Prof. Cathie Jo Martin and Duane Swank wrote “Gonna Party Like It’s 1899: Party Systems and the Origins of Varieties of Coordination.” It will appear in World Politics during the month of January 2011. Prof. Martin has presented this at various different locations throughout the world:

NordWel/REASSESS Summer Institute at the Centre for Welfare State Research, University of Southern Denmark (August 17, 2010)

Meeting of the Council for European Studies, Montreal, Canada (April 17, 2010)

Politics Department, Warwick University, Coventry, UK (March 10, 2010)

Business History Seminar, Harvard Business School, Boston, MA (November 16, 2009)

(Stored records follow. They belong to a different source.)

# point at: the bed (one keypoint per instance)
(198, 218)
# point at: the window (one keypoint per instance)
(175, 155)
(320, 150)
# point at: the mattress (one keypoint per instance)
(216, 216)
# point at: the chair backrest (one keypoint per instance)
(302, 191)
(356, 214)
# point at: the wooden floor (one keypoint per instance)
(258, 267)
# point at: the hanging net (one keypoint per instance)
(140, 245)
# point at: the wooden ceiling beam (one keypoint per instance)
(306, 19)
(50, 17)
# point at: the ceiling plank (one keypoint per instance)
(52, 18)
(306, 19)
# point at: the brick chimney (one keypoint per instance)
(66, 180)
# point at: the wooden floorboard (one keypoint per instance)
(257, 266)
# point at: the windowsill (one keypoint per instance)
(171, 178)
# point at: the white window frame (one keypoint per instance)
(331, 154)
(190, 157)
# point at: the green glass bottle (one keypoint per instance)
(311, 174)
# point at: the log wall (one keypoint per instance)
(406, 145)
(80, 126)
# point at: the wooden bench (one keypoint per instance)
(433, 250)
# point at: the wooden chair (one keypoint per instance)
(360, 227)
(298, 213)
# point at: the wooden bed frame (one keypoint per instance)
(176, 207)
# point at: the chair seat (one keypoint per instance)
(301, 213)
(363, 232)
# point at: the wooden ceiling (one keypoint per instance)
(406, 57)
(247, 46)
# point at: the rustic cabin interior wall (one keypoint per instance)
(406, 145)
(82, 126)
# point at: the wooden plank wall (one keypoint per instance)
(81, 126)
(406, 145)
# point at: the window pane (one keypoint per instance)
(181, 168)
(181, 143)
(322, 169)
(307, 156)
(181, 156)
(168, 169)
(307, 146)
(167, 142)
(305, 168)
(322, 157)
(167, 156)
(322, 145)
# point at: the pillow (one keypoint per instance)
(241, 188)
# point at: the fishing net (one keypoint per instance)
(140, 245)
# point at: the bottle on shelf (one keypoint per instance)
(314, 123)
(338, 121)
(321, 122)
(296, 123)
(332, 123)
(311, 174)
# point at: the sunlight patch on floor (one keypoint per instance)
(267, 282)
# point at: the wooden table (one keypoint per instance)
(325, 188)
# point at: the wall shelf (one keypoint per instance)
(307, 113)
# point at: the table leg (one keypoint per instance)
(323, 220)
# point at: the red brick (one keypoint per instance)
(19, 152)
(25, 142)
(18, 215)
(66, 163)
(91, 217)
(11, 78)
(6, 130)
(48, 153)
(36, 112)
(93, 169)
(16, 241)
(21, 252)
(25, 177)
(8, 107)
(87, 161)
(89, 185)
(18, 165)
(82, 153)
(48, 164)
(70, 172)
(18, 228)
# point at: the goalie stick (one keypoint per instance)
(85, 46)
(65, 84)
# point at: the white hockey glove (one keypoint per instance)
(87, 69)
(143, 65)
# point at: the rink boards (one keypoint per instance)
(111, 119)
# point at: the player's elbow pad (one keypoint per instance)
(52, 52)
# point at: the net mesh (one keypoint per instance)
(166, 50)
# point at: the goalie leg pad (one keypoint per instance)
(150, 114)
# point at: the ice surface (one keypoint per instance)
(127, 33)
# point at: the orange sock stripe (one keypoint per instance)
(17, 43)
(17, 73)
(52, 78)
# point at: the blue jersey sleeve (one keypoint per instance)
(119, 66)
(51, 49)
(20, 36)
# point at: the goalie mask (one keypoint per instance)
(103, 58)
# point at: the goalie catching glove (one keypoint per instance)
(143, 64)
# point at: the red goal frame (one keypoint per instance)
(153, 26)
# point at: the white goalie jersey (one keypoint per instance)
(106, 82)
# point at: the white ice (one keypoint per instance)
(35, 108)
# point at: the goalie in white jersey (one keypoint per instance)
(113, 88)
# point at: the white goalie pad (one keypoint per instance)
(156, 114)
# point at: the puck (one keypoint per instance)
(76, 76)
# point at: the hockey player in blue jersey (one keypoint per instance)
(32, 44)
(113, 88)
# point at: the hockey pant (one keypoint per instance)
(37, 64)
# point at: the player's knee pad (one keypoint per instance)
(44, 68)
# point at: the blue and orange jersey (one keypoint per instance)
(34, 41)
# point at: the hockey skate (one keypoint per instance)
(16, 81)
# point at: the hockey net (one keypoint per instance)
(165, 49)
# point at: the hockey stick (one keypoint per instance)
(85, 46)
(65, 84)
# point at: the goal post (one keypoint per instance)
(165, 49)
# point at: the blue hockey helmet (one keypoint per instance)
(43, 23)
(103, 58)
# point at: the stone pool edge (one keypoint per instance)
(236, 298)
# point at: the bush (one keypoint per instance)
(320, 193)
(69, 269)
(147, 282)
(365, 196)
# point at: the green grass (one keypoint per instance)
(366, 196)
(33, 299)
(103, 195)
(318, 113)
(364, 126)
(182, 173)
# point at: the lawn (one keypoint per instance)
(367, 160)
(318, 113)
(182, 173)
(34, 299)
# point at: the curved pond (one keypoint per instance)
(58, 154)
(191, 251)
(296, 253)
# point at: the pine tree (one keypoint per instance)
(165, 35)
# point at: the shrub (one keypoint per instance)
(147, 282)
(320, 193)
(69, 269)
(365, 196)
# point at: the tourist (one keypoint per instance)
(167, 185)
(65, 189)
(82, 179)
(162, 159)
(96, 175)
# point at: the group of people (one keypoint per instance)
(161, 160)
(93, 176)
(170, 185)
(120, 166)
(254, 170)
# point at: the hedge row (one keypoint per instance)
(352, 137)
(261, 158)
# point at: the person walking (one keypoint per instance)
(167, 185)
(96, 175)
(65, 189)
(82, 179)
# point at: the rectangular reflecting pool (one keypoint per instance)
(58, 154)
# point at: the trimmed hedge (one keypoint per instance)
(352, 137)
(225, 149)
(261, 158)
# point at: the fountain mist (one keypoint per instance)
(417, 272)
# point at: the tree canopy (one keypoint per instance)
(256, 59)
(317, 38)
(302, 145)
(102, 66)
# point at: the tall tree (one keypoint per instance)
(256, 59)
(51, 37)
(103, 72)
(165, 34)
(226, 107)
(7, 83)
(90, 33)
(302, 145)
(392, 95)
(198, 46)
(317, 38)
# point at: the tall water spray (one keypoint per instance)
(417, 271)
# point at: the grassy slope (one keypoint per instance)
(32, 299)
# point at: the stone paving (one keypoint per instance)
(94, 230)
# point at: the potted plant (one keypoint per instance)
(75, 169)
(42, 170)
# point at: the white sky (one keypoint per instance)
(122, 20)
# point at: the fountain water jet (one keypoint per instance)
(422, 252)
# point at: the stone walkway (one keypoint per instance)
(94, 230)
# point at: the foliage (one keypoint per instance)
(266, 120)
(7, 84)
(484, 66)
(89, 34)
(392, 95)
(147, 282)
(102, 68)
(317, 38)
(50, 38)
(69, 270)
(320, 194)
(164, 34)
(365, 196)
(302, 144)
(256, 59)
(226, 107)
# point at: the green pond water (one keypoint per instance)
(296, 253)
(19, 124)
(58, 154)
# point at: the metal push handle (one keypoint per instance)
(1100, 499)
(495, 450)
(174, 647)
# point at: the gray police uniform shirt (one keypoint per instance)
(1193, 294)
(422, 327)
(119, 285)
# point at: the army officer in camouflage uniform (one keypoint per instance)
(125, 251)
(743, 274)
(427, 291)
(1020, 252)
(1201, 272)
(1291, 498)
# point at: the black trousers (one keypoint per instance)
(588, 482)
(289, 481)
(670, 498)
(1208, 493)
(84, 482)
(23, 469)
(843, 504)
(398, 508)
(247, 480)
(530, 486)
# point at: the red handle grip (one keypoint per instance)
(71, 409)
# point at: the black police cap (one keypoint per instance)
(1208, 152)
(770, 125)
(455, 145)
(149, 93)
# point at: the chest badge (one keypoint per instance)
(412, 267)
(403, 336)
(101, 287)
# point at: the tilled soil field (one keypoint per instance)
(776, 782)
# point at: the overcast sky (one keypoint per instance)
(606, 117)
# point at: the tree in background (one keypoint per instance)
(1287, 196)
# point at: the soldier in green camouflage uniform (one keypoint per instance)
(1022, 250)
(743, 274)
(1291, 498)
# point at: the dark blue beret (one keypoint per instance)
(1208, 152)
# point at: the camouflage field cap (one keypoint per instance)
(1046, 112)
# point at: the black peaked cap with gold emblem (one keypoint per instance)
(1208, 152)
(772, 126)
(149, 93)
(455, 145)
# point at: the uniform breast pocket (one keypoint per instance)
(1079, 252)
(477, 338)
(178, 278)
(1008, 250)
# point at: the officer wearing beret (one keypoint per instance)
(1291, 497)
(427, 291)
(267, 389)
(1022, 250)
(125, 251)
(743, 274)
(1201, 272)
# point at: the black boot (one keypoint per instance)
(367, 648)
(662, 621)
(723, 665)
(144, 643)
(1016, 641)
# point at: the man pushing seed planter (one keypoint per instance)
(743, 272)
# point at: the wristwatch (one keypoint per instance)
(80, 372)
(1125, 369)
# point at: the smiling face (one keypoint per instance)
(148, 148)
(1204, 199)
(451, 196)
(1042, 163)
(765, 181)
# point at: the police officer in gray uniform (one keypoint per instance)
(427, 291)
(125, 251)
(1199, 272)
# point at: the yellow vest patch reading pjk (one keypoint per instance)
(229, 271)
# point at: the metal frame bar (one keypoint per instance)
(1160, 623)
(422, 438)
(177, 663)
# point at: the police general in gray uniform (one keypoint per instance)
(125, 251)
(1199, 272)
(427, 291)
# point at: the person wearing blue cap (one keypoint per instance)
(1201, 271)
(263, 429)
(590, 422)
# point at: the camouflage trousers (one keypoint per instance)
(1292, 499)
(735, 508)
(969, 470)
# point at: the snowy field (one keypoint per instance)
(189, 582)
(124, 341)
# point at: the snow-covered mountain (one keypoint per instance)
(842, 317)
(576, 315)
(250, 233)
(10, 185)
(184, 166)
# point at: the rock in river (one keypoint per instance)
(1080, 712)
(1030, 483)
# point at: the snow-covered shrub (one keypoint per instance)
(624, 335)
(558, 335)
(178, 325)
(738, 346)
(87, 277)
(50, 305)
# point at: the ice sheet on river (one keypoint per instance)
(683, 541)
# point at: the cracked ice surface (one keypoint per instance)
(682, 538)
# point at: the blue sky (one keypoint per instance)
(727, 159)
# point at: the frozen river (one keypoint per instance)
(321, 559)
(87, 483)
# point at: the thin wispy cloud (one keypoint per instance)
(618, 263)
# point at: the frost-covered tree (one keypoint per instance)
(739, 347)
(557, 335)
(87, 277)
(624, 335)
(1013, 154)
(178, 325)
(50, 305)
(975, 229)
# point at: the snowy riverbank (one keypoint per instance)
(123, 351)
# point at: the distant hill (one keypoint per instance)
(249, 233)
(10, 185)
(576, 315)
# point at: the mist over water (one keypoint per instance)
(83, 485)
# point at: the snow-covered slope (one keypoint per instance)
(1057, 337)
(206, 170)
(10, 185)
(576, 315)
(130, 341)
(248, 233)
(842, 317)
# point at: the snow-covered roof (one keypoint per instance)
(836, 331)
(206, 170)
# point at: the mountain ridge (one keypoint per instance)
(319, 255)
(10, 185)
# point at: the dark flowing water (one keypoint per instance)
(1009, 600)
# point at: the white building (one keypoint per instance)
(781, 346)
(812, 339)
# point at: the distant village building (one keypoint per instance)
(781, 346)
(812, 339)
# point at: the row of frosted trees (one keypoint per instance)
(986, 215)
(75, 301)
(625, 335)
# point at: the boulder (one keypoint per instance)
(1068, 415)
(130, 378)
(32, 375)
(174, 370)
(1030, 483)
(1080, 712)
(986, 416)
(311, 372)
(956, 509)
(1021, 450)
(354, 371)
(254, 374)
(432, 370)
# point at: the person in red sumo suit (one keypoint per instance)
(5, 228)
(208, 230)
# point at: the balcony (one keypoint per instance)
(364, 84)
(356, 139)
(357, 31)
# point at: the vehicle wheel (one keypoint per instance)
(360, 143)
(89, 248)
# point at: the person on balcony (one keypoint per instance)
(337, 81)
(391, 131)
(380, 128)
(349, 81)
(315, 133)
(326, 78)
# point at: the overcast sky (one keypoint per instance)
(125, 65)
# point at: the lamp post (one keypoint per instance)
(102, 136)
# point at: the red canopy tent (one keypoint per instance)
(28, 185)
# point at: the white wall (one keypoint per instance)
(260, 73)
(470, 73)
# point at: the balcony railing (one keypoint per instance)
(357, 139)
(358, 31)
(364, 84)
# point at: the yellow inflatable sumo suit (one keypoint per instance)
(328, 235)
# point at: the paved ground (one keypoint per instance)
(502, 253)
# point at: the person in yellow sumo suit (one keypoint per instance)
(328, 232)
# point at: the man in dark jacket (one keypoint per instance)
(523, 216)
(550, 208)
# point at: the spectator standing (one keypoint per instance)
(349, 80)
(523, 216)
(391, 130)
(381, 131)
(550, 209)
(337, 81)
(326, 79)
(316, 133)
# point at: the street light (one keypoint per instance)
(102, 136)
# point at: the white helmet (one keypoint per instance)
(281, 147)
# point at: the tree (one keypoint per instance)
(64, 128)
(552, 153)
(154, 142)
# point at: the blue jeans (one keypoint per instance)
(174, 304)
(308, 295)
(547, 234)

Here you can find the abstract to the article:

GONNA PARTY LIKE IT’S 1899: PARTY SYSTEMS AND THE ORIGINS OF VARIETIES OF COORDINATION

BY CATHIE JO MARTIN AND DUANE SWANK

This paper explores the origins of peak employers’ associations to understand why countries produce highly-centralized macro-corporatist groups, weaker national associations but stronger industry-level groups, or highly-fragmented pluralist associations.  We suggest that the structure of partisan competition played a vital causal role in the development and evolution of these peak associations.  The leadership for peak employers’ association development came from business-oriented party activists and bureaucrats, who sought both to advance industrial development policy and to solve specific problems of political control.  Business-oriented party leaders and bureaucrats in both pre-democratic and democratic regimes feared the rising tide of democracy and labor activism, and viewed employer organization as a useful tool for political control, to secure parliamentary advantage, and to serve as a societal counterweight to working class activism.  Because leadership for association-building came from the state, the political rules of the game were crucial to outcomes.  The structure of party competition and state centralization shaped incentives for strategic coordination for both political actors and employers.  Dedicated business parties were more likely to develop in countries with multiparty systems and limited federal power-sharing than in countries with two-party systems and federalism: in a multiparty context where no single party was likely to gain power, each party had an incentive to cooperate with other social groups.  Moreover, business-oriented party leaders and bureaucrats in multiparty systems were motivated to delegate policy-making authority to coordinated societal channels for industrial relations, because they anticipated that employers would win more in these channels than in parliamentary settings where the center and left could form a coalition against the right.  Again, centralized party systems were more likely than federal ones to develop a dedicated national business party that transcended regional cleavages and to retain a strong role for the state in the governance of industrial relations.